Balian Buschbaum: Die Stabhochspringerin ist Geschichte
Ulm. Schon die einstige Stabhochspringerin liebte das große Publikum. Nun präsentiert Balian Buschbaum autobiografisch, warum und wie aus Yvonne ein Mann wurde. Ein Buch, das tief blicken lässt. Manchmal zu tief.
„Ich bin eine Laune der Natur. Ich bin wie das Leben, wie die Liebe – unvollendet. Ich habe die Aufgabe, mich ganzzumachen.“
Als diese Begründung im Gespräch mit einem von einigen Gutachtern fällt, hat die letzte Etappe auf einem sehr schwierigen Weg bereits begonnen. Es geht nur noch darum, ob die Bundeswehr als Arbeitgeber die Kosten für die anstehende Operation übernimmt.

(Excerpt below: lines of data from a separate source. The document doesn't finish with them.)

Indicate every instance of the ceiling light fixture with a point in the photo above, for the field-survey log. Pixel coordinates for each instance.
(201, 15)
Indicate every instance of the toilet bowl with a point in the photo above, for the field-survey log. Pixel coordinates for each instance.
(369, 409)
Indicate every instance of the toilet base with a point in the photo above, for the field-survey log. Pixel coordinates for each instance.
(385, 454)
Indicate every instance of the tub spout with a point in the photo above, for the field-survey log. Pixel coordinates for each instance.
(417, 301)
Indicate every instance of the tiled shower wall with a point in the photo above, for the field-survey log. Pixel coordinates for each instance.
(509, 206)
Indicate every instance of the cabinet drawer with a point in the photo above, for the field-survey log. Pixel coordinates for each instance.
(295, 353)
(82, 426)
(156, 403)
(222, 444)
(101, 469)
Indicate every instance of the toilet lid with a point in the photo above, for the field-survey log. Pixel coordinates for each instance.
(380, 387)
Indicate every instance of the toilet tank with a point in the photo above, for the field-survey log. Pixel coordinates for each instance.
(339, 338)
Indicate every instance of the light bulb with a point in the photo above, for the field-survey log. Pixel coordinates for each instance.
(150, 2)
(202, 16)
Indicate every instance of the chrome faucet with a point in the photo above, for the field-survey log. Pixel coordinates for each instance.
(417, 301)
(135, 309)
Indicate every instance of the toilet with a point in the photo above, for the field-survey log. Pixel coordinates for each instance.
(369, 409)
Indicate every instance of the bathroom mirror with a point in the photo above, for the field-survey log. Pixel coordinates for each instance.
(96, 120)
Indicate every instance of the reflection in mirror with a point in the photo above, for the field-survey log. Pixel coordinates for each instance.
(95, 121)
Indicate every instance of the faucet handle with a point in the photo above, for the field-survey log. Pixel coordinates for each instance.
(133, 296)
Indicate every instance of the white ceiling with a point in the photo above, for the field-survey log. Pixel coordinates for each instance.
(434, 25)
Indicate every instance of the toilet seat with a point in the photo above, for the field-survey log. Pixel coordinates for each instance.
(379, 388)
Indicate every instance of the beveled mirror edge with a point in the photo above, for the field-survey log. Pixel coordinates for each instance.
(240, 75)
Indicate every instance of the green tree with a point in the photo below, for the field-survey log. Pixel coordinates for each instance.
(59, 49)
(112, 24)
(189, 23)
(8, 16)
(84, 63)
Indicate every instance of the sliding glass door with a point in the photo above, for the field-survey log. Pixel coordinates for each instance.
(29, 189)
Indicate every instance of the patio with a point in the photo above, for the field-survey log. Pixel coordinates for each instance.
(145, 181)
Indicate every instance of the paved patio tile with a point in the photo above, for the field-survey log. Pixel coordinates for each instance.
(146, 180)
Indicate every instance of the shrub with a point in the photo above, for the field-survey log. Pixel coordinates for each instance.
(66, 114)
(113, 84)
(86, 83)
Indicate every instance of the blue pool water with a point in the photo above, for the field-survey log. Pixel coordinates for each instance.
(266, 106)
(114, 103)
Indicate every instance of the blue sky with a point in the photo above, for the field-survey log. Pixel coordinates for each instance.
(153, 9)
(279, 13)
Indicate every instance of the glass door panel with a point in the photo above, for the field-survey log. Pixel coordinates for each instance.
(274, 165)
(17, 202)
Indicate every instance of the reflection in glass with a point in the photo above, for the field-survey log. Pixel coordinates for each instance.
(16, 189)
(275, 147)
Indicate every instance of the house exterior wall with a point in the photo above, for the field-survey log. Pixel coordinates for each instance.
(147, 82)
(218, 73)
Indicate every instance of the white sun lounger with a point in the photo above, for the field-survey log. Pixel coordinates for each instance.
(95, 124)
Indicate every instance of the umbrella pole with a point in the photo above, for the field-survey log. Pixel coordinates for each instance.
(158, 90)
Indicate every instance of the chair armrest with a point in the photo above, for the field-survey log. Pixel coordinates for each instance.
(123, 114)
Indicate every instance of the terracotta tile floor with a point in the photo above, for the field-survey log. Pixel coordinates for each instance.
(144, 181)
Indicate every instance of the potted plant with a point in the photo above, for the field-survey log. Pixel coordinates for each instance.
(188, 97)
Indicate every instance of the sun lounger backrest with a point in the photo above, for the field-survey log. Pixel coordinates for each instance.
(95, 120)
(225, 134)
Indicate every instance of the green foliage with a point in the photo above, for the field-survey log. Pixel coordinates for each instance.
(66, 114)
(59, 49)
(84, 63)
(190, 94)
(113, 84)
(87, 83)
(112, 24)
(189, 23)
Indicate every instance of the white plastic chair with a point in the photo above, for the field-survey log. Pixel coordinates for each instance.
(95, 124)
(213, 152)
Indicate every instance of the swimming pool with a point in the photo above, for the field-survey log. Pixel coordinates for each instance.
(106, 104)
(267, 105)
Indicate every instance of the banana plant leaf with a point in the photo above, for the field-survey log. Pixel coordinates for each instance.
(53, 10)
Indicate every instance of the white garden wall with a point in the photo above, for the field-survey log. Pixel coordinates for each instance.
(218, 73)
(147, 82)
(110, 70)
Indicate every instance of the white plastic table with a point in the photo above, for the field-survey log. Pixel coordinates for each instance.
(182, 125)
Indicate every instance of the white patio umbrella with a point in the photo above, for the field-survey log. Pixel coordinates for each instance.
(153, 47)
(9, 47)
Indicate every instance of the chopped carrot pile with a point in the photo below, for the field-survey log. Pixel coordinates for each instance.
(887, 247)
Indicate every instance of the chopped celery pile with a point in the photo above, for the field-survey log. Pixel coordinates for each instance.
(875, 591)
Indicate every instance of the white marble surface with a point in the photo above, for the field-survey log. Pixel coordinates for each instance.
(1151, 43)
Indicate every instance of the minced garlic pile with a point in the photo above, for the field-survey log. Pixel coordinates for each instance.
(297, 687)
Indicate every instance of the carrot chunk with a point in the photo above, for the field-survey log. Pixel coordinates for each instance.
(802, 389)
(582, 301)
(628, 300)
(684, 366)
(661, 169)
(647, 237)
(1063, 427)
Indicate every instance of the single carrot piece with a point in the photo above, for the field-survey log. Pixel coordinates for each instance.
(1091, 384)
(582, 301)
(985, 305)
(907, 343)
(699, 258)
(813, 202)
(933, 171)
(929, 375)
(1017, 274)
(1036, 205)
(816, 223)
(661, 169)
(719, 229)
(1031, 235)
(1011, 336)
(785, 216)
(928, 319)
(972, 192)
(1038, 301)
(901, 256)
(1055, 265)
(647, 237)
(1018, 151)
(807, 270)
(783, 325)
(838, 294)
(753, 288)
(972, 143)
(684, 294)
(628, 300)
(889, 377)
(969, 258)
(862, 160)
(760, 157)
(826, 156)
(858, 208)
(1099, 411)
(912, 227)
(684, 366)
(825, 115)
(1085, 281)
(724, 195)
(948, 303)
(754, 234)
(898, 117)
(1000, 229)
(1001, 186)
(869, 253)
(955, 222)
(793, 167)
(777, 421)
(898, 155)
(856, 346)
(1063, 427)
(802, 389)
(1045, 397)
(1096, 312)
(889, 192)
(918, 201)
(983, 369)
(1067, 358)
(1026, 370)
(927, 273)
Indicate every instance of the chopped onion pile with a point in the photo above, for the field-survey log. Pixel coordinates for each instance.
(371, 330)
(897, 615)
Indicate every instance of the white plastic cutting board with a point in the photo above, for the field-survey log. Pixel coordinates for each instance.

Nach Hormonspritzen, einsetzendem Stimmbruch und deutlichem Bartwuchs soll aus Yvonne endgültig Balian Buschbaum werden – und die deutsche Ex-Meisterin, Rekordhalterin und EM-Bronzegewinnerin 1998 und 2002 im Stabhochsprung ist Vergangenheit. Es passt nicht nur zur Öffentlichkeit einer Sportlerkarriere, dass diese bemerkenswerte Geschichte von Leiden und Leidenschaft, ungeahnter Last und unbändiger Lust jetzt auf 256 Seiten nachzulesen ist.
Für Balian Buschbaum, 29, wird dabei auch zur Mission, das eigene Schicksal auf eine höhere Ebene zu heben. Die Mainzer Wurstverkäuferin im kleinen Markt um die Ecke hat das auf ihre Art erkannt. Nach telegener Ankündigung der Geschlechtsumwandlung im November 2007 gratuliert sie spontan „zum größten Sieg“. Balian Buschbaum, der via TV auch den neuen Vornamen enthüllt, im Buch aber den etwaigen Verdacht eigener Profilierung von sich weist, erinnert sich: „Sie wünschte, dass auch ihre Kinder später so aufrichtig und mutig ihren Weg gehen, um ihr persönliches Glück zu finden.“
Offenheit, Aufrichtigkeit und die Schilderungen des Drangvollen im Kokon des späteren „Schmetterlings“ zählen zu den Stärken dieses Buches mit dem Titel „Blaue Augen bleiben blau“. Bis auf die Farbe hat sich so ziemlich alles verändert. Innen- und Außenansichten.
Mitzuerleben ist – buchstäblich hautnah – die komplexe Entwicklung: Da ist das Kind, „das sich wie ein Junge benahm und auch so aussah“, das Spielzeugautos liebte und sich durch „starkes Auftreten“ Respekt bei den Jungs erwarb.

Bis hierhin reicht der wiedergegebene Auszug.